In the late 1840s, future Abyssinian Emperor Tewodros II embarked on a campaign to consolidate his empire by invading Gonder, which he occupied in 1847. With his victory in the south secured, Tewodros decided to strengthen his position by damaging his major rivals, namely Egypt. Invading through Ethiopia's western frontier, the Ethiopian army captured Metemma and advanced into the Egyptian-controlled Sudan.

In March 1848, Kassa and his force of 16,000 warriors attacked Dabarki, a fortified post garrisoned with a battalion of 800 Egyptian troops and two cannons. Kassa led his men in a frontal charge against the Egyptian fort and the Ethiopians suffered heavy losses by the accurate musket fire and the cannons, Kassa himself was slightly wounded during the assault. After this he led the remnants of his army back to Begemder.

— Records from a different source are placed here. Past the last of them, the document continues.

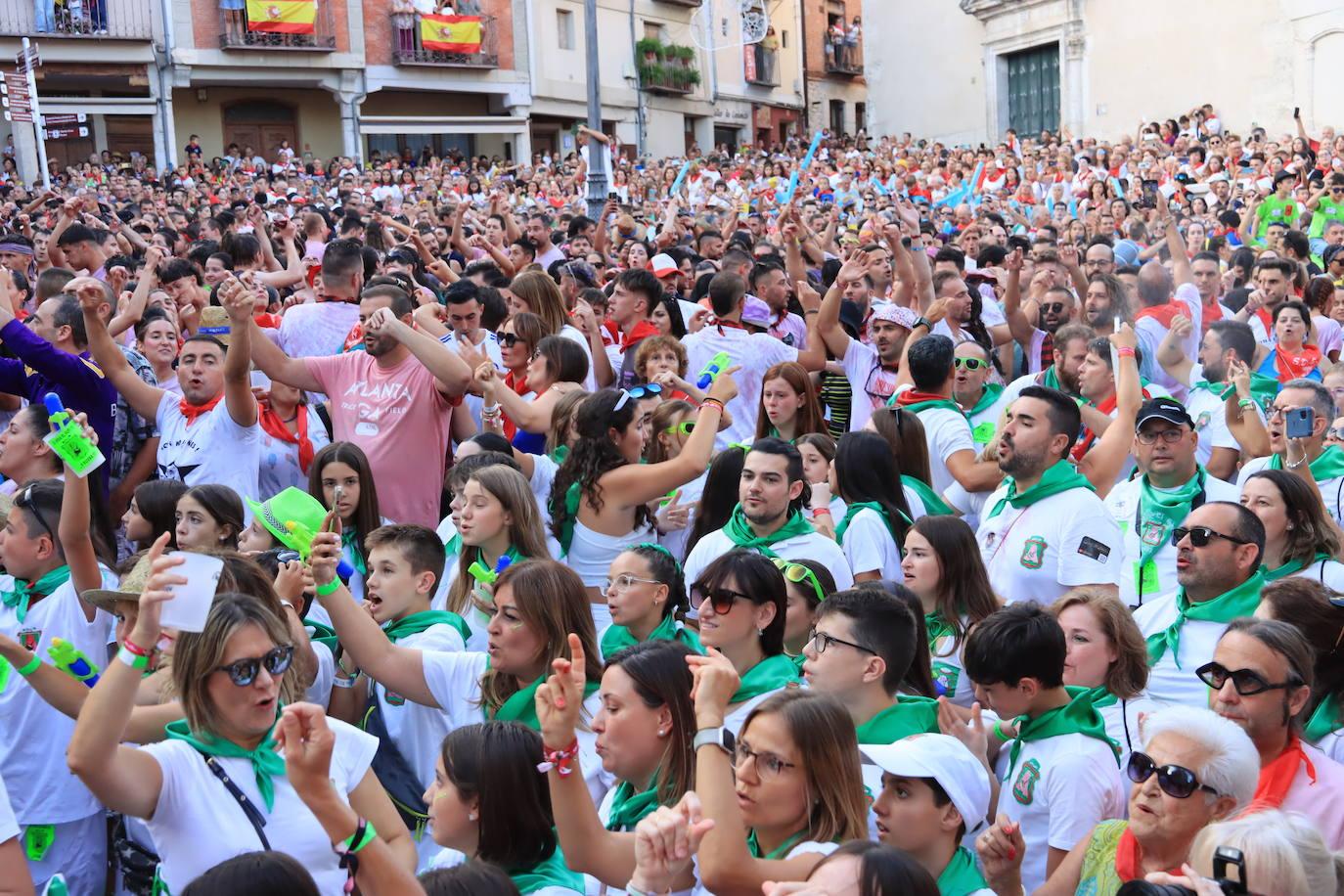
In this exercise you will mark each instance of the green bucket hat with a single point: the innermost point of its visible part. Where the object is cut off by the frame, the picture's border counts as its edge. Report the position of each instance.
(293, 517)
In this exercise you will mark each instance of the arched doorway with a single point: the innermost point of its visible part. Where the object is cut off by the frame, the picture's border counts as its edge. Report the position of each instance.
(261, 124)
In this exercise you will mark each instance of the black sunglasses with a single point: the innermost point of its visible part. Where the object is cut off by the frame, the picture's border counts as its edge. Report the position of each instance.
(1200, 536)
(244, 672)
(721, 600)
(1175, 781)
(1246, 681)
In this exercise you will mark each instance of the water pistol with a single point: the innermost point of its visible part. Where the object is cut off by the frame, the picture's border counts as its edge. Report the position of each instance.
(70, 659)
(488, 576)
(717, 366)
(304, 544)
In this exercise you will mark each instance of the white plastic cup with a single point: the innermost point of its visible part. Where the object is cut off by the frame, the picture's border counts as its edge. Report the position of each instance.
(190, 605)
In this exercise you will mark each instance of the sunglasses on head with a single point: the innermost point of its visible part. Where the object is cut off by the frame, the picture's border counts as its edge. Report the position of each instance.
(1246, 681)
(244, 672)
(1175, 781)
(1202, 535)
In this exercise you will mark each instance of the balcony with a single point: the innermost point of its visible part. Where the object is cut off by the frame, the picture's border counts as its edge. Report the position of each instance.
(279, 31)
(96, 19)
(408, 50)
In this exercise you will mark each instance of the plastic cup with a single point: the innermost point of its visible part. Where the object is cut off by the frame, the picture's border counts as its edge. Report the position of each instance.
(191, 602)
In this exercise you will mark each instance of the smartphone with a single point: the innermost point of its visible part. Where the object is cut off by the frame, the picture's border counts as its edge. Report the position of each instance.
(1300, 424)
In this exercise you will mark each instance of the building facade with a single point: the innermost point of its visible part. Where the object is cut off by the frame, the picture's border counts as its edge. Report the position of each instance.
(966, 70)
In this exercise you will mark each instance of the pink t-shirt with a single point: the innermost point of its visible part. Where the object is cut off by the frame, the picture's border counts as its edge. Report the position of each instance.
(402, 424)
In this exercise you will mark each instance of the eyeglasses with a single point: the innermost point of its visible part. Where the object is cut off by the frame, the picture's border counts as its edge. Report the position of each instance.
(1175, 781)
(797, 574)
(1170, 437)
(244, 672)
(768, 765)
(1200, 536)
(1246, 681)
(721, 600)
(625, 582)
(820, 640)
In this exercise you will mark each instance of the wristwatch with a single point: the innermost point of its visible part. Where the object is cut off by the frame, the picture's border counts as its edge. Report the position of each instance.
(721, 738)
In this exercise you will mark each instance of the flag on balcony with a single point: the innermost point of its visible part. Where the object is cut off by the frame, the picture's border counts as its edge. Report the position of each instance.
(450, 34)
(283, 17)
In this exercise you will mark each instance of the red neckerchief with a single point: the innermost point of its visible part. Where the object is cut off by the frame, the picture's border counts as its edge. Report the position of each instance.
(1294, 367)
(274, 426)
(1277, 777)
(1128, 855)
(193, 411)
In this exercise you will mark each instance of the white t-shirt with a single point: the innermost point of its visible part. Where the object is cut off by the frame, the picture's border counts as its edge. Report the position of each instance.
(197, 824)
(32, 749)
(1159, 575)
(1043, 550)
(869, 546)
(813, 546)
(214, 449)
(755, 353)
(1060, 787)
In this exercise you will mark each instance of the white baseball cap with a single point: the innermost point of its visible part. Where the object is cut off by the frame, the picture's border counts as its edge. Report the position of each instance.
(946, 760)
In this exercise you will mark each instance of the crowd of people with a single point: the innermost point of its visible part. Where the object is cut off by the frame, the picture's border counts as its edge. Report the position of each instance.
(901, 518)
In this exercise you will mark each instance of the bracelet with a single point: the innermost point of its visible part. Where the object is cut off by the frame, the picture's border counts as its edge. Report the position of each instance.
(130, 647)
(560, 760)
(133, 659)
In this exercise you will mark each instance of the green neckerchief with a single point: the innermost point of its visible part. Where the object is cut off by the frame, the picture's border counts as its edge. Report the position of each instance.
(852, 511)
(740, 533)
(1078, 716)
(521, 705)
(779, 852)
(266, 762)
(1165, 510)
(934, 506)
(1228, 606)
(23, 593)
(769, 675)
(1293, 567)
(962, 876)
(1328, 467)
(628, 808)
(552, 872)
(1060, 477)
(1324, 720)
(417, 622)
(618, 637)
(987, 398)
(349, 539)
(909, 716)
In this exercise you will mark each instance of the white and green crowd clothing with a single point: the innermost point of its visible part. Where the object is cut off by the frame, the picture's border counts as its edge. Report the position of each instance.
(1050, 538)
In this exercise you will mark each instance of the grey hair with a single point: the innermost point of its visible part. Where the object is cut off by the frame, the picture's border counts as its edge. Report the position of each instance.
(1322, 405)
(1285, 853)
(1232, 765)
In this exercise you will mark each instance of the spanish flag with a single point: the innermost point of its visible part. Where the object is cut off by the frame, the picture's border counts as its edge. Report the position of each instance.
(450, 34)
(283, 17)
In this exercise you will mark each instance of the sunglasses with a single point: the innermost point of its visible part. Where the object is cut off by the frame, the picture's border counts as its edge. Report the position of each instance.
(244, 672)
(1202, 535)
(797, 574)
(1175, 781)
(1246, 681)
(721, 600)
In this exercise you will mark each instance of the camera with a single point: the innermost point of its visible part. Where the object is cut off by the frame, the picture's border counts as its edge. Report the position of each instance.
(1225, 857)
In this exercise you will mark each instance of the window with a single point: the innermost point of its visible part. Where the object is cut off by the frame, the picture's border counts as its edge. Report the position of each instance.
(564, 28)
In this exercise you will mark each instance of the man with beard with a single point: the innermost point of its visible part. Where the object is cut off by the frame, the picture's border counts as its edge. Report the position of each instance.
(1045, 531)
(394, 399)
(1226, 341)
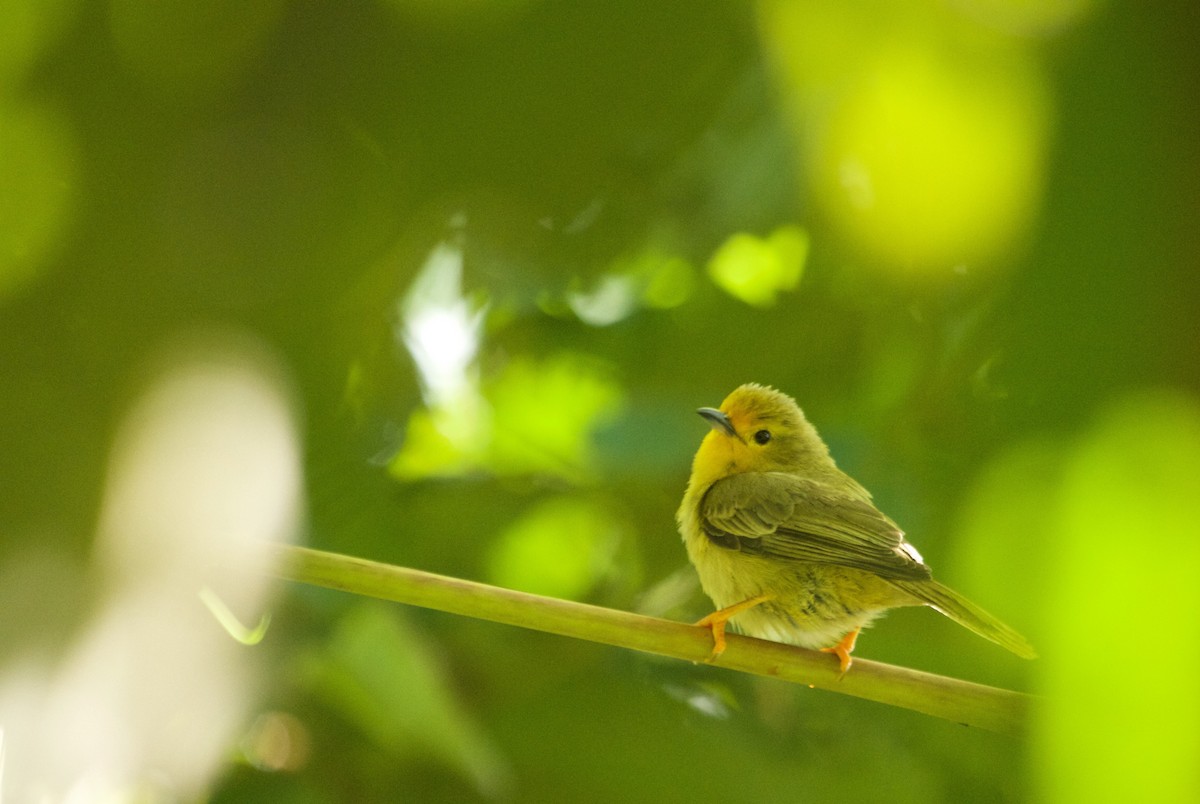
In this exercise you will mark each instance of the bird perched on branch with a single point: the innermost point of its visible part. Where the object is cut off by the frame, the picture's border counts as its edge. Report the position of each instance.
(793, 547)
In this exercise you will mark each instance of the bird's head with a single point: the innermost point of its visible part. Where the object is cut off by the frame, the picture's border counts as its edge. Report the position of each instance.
(757, 429)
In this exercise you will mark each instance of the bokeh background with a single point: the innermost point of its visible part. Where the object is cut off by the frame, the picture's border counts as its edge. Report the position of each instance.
(442, 283)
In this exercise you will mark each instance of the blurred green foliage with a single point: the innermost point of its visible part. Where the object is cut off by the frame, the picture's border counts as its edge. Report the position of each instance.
(505, 250)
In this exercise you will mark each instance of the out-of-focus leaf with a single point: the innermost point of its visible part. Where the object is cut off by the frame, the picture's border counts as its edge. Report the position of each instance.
(562, 549)
(757, 269)
(1120, 721)
(383, 677)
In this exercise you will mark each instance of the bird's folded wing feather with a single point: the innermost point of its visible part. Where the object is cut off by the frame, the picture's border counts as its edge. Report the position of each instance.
(784, 516)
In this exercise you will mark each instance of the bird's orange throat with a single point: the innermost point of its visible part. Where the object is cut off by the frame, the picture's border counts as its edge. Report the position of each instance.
(719, 456)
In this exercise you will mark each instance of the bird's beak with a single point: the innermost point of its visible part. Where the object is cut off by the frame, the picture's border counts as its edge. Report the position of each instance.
(718, 420)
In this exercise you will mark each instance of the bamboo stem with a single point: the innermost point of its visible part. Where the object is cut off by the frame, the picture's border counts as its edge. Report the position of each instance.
(973, 705)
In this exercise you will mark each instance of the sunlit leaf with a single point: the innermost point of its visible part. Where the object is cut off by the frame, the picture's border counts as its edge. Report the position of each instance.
(757, 269)
(545, 415)
(1121, 697)
(924, 139)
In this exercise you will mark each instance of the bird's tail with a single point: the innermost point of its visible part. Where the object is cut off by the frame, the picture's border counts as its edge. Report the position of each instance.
(967, 615)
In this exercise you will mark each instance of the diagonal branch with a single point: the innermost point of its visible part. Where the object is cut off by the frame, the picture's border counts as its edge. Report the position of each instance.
(972, 705)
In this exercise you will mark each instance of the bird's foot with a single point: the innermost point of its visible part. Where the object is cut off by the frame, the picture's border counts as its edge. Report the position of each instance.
(720, 618)
(843, 651)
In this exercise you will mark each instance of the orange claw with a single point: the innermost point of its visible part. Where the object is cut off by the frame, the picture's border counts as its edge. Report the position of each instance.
(843, 649)
(718, 619)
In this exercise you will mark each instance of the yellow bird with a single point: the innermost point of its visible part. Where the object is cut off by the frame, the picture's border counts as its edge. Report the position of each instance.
(792, 546)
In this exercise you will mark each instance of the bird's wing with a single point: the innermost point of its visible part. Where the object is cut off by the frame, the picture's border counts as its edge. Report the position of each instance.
(784, 516)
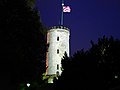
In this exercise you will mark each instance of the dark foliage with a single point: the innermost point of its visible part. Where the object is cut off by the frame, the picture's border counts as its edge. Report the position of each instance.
(95, 69)
(22, 43)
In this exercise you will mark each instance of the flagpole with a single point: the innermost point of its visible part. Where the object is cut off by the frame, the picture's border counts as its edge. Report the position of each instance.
(62, 13)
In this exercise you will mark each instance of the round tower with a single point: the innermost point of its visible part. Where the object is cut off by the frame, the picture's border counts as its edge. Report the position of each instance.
(57, 45)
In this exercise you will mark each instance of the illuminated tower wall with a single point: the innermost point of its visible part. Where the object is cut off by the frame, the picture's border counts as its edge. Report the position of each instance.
(58, 44)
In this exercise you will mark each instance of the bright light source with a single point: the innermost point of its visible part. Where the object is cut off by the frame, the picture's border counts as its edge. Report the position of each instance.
(28, 84)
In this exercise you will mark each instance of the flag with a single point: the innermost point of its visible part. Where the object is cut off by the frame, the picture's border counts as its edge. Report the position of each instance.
(66, 9)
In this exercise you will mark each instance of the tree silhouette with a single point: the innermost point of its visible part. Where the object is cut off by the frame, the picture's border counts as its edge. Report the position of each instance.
(95, 69)
(23, 43)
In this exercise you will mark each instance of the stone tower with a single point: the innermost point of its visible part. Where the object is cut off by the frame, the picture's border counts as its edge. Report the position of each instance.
(57, 45)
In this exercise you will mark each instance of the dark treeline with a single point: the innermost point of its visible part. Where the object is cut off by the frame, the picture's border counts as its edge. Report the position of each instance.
(22, 39)
(95, 69)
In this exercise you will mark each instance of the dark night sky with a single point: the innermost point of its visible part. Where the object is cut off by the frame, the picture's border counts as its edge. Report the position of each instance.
(88, 19)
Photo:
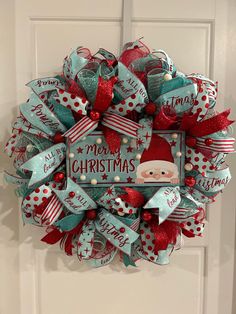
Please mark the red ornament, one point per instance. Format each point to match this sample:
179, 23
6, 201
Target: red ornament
58, 138
146, 215
190, 181
191, 141
150, 108
59, 176
208, 141
94, 115
91, 214
72, 194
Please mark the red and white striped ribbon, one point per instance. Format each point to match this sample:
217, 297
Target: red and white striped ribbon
135, 224
218, 145
52, 211
120, 124
81, 129
179, 214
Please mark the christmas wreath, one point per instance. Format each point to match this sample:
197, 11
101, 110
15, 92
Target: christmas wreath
119, 156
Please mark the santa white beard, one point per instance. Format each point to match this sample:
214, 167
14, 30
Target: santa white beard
157, 171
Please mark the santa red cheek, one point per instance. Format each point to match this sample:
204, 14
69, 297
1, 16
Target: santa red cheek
168, 174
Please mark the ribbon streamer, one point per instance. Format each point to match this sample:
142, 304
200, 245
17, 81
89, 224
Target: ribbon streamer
166, 199
112, 229
43, 164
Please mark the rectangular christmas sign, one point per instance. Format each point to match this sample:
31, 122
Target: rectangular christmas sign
161, 164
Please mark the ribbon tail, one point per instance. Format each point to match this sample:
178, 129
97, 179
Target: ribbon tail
81, 129
121, 124
112, 138
211, 125
104, 94
53, 237
52, 212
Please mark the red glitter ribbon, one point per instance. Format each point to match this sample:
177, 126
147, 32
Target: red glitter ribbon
104, 94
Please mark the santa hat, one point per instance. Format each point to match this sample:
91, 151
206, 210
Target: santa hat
159, 149
157, 155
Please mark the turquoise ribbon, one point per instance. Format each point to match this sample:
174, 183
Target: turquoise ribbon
79, 202
9, 178
115, 231
86, 240
69, 222
103, 259
45, 84
166, 199
43, 164
129, 84
38, 114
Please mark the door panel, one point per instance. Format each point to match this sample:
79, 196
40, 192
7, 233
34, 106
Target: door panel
192, 34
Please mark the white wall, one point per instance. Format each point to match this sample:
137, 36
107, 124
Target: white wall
230, 99
9, 266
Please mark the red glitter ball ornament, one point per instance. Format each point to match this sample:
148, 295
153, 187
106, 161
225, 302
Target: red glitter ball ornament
146, 215
58, 138
150, 108
191, 141
208, 141
94, 115
59, 176
91, 214
190, 181
72, 194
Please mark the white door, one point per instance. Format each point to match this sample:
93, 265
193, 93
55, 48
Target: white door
194, 34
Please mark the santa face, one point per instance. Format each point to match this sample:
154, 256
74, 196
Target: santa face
157, 171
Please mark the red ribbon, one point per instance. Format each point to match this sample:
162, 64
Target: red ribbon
132, 197
162, 121
211, 125
104, 94
165, 234
112, 138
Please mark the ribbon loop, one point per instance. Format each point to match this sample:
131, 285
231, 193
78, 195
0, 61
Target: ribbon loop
116, 232
166, 199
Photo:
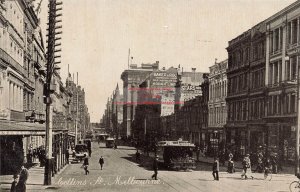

For Kassa, the defeat represented a major setback to his campaign for unification and strained his alliance with Ras Ali II of Yejju, who was deeply enraged by the disastrous expedition. By mid-1849, Kassa began focusing on acquiring modern weapons to address the weaknesses revealed at Dabarki.

==Aftermath==
The defeat nearly lead to an invasion of Ethiopia, which would not occur until the Ethiopian–Egyptian War decades later, when Egypt's disastrous invasion put an end to all ambitions of conquering Abyssinia and its costs added to the nation's massive financial debts and the decline of the later khedivate.